Coke labeled Wilson an "informer" and ordered a hit squad to execute him. On Thursday, 12 August 1993, Wilson was killed after being shot nine times along Darling Street near the Tivoli Gardens housing scheme. Following the shooting, his body was loaded onto a handcart and abandoned on nearby Barry Street. The Denham Town Criminal Investigation Bureau (CIB) subsequently arrested and charged a Tivoli Gardens resident, Orville Griffiths (alias "Zion Train"), with Wilson's murder. This internal purge established a strict new disciplinary system under Christopher Coke, removing the immunity previously granted to older inner-circle loyalists.

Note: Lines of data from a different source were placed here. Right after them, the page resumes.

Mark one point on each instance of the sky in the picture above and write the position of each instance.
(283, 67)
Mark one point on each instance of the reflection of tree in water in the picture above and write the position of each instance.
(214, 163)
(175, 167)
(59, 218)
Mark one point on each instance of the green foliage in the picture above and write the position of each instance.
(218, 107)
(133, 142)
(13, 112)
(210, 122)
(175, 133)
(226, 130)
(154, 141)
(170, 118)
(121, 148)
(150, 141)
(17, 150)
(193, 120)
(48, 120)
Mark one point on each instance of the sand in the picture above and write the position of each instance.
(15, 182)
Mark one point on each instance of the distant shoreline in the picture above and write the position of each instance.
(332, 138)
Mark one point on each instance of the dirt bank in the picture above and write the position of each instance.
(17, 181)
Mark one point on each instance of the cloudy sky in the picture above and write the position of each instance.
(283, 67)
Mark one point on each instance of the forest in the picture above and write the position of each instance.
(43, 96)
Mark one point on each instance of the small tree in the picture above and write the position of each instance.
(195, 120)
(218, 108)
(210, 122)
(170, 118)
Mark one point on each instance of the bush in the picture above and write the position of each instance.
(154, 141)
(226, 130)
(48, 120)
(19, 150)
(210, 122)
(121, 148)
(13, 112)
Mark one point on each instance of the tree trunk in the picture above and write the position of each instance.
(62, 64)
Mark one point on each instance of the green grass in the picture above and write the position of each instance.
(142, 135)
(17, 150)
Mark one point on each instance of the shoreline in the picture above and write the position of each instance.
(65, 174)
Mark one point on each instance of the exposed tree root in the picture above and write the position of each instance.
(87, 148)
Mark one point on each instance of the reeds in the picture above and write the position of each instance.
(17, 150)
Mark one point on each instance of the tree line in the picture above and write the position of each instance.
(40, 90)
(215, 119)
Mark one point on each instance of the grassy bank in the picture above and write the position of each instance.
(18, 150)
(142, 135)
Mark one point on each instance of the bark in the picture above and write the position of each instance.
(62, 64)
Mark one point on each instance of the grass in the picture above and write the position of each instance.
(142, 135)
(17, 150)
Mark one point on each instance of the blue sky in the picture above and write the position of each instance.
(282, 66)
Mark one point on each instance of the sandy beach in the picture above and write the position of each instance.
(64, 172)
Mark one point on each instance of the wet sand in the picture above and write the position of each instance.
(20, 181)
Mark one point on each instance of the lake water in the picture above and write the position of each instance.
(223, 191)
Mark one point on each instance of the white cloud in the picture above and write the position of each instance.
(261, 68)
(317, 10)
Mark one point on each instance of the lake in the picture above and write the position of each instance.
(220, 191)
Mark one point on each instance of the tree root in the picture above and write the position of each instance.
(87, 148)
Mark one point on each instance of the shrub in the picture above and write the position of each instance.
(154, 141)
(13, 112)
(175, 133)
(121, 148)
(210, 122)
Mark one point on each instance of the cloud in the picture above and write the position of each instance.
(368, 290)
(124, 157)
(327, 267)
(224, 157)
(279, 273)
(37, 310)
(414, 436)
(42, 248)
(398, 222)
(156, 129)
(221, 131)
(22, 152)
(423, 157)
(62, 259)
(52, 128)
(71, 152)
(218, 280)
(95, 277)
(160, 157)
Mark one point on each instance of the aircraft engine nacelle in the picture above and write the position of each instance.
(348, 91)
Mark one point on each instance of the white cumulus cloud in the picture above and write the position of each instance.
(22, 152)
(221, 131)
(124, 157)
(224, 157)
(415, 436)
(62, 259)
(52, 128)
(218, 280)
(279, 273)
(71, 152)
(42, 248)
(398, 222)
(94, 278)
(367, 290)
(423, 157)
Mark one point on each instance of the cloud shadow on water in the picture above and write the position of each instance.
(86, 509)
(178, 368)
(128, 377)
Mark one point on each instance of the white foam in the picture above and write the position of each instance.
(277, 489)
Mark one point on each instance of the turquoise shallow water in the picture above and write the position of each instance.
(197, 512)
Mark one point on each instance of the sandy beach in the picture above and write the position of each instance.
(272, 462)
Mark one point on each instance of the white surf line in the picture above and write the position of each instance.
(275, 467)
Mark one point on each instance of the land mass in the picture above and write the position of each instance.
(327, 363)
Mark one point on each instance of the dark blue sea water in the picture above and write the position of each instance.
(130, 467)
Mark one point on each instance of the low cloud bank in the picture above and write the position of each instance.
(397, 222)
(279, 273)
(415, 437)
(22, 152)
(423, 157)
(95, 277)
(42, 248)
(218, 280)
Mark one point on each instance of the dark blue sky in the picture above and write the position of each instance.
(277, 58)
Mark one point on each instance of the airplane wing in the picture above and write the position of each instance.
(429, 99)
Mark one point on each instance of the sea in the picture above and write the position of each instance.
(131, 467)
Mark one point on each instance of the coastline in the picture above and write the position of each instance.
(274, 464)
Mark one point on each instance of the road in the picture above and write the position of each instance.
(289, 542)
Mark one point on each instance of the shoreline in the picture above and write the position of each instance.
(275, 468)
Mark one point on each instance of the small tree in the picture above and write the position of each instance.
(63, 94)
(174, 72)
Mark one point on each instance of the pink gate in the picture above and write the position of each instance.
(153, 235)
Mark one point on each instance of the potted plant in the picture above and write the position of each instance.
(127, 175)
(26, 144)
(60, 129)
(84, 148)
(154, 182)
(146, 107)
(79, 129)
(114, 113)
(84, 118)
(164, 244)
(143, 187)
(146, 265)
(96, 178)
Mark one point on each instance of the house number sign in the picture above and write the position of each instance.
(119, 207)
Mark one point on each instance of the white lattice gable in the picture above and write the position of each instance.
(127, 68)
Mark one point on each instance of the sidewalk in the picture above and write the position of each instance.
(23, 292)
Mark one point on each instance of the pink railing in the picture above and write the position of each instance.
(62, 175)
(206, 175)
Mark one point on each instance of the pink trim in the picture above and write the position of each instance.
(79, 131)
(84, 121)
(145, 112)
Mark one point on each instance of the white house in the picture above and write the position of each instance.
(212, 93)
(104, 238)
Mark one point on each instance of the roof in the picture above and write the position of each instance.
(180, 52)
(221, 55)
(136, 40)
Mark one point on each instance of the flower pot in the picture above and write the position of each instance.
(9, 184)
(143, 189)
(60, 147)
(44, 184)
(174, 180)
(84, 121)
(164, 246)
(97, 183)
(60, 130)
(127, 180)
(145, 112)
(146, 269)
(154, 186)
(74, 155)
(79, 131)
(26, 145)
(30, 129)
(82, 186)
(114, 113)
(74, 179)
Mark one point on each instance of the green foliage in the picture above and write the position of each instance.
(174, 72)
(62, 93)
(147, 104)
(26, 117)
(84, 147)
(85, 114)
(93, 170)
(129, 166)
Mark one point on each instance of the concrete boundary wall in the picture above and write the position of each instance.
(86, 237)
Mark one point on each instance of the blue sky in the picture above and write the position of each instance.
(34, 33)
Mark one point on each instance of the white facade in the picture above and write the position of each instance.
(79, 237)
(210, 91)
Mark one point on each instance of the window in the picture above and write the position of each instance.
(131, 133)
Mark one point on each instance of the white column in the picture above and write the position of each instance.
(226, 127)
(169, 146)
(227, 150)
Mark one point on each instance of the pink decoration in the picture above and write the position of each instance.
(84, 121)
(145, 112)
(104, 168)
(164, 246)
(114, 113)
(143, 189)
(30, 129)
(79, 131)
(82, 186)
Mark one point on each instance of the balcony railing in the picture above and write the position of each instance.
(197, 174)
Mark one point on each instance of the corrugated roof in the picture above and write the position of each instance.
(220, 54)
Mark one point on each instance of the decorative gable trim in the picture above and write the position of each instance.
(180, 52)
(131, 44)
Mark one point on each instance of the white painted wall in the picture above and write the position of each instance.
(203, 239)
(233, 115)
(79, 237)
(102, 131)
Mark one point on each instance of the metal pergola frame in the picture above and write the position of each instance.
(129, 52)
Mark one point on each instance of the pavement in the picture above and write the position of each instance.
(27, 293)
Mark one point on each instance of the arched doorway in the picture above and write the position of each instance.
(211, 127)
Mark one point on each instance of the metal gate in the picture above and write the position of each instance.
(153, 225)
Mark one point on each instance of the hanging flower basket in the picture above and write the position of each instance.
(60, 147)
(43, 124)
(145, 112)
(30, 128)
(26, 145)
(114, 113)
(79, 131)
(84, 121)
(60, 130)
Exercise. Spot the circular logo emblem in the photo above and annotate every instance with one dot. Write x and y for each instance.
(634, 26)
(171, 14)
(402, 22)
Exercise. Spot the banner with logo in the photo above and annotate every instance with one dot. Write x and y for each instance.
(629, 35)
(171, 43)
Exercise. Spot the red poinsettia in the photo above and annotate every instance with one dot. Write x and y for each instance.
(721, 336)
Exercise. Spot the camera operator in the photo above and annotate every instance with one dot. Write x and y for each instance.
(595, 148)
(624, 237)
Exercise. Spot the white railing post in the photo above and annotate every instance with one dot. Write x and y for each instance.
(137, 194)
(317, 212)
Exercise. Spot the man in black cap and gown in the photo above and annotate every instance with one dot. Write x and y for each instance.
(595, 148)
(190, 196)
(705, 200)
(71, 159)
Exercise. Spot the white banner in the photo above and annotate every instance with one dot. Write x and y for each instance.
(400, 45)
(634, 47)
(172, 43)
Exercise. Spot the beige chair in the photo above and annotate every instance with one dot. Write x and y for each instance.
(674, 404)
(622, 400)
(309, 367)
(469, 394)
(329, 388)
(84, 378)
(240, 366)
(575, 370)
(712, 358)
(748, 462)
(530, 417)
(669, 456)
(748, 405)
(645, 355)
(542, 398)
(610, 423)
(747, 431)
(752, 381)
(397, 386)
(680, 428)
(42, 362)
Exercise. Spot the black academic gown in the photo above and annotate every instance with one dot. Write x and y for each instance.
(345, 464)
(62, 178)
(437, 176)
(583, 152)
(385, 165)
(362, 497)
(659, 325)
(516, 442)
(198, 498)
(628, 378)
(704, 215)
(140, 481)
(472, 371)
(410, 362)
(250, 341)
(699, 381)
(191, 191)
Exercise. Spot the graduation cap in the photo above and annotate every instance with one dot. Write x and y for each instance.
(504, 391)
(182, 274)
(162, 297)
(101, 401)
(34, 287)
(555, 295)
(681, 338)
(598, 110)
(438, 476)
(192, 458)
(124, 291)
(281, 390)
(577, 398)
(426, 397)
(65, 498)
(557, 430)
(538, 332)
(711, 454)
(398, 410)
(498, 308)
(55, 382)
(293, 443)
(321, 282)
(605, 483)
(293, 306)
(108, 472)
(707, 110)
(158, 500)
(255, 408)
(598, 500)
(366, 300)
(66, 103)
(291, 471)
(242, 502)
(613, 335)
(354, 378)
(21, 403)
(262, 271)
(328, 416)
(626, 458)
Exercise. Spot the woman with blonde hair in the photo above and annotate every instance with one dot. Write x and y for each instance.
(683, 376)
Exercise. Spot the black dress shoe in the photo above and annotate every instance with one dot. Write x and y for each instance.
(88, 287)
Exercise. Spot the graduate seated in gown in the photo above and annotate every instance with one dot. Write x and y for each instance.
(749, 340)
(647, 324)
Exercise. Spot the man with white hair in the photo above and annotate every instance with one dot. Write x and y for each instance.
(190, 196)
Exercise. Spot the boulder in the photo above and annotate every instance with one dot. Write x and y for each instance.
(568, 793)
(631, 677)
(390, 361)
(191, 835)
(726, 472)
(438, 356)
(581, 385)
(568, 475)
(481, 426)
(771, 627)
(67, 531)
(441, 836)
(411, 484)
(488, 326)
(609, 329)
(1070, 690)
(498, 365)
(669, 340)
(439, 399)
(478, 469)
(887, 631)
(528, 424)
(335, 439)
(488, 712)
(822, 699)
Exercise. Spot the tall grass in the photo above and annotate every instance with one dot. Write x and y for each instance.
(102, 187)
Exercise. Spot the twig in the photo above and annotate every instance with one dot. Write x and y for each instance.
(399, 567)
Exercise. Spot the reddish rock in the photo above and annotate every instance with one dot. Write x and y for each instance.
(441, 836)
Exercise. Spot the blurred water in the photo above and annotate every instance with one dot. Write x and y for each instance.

In 2009, the United States began to demand that Christopher Coke, then leader of the Shower Posse, with extensive and well-known links to the JLP, be extradited to New York, where he would face charges of smuggling drugs and weapons. Then prime minister of Jamaica, Bruce Golding, who was also the Member of Parliament for that district (West Kingston), initially questioned the legality of the request, claiming that warrantless wiretapping had been used to collect information on Coke. However, he eventually relented, after public indignation to what many Jamaicans viewed as a cover-up to protect a politically connected drug trafficker, and on 17 May 2010, an arrest warrant was issued for Coke, leading to a state of civil unrest within Kingston, and especially Tivoli Gardens.
Coke was eventually arrested outside of Kingston on 22 June 2010. On Friday, 15 June 2012, a New York federal district court sentenced Coke to two consecutive sentences: 20 years for racketeering and conspiracy, and an additional three years for conspiracy to commit assault.

In January 2021, the former lieutenant of the Shower Posse, Harry "Harry Dog" McLeod, was shot and killed in an attack in Kingston.

== Transnational distribution and media infiltration ==
During its operational peak in the 1980s and 1990s, the Shower Posse's transnational narcotics network relied heavily on an elite infrastructure that intersected with high-profile Jamaican media and political circles. Sworn depositions later unsealed by federal authorities and presented before the Supreme Court of the United States unmasked veteran national journalist and Jamaica Labour Party (JLP) activist Tino Geddes as a long-term operative deeply embedded within the gang's central hierarchy.

Geddes, who maintained intimate personal and operational access to successive Shower Posse leaders—including Claudie Massop, Lester Lloyd "Jim Brown" Coke, and Christopher "Dudus" Coke—coordinated logistics alongside Colombian syndicate handlers. Federal investigative briefs disclosed that this alliance with the Medellín Cartel facilitated widespread arms trafficking, international money laundering pipelines, and major enforcement operations in South Florida, including the October 1986 DuPont Plaza Hotel double homicide in Miami orchestrated to eliminate rogue cartel launderers.

==In popular culture==
The 2014 novel A Brief History of Seven Killings by Marlon James features a gang called Storm Posse, who share many features with Shower Posse, based in a fictionalised version of Tivoli Gardens named "Copenhagen City".

Christopher Coke and the Shower Posse were the subject of an episode of the Netflix documentary series, Drug Lords, released in 2018. 34 members of the Jamaican Shower Posse were indicted by the Bureau of Alcohol, Tobacco and Firearms in 1988 for RICO which included 62 count indictment. All listed in the indictment including Jim Brown Lester Coke and Vivian Blake were arrested and convicted. Jim Brown however died in Jamaican Police custody right after he was ordered to be extradited to the US.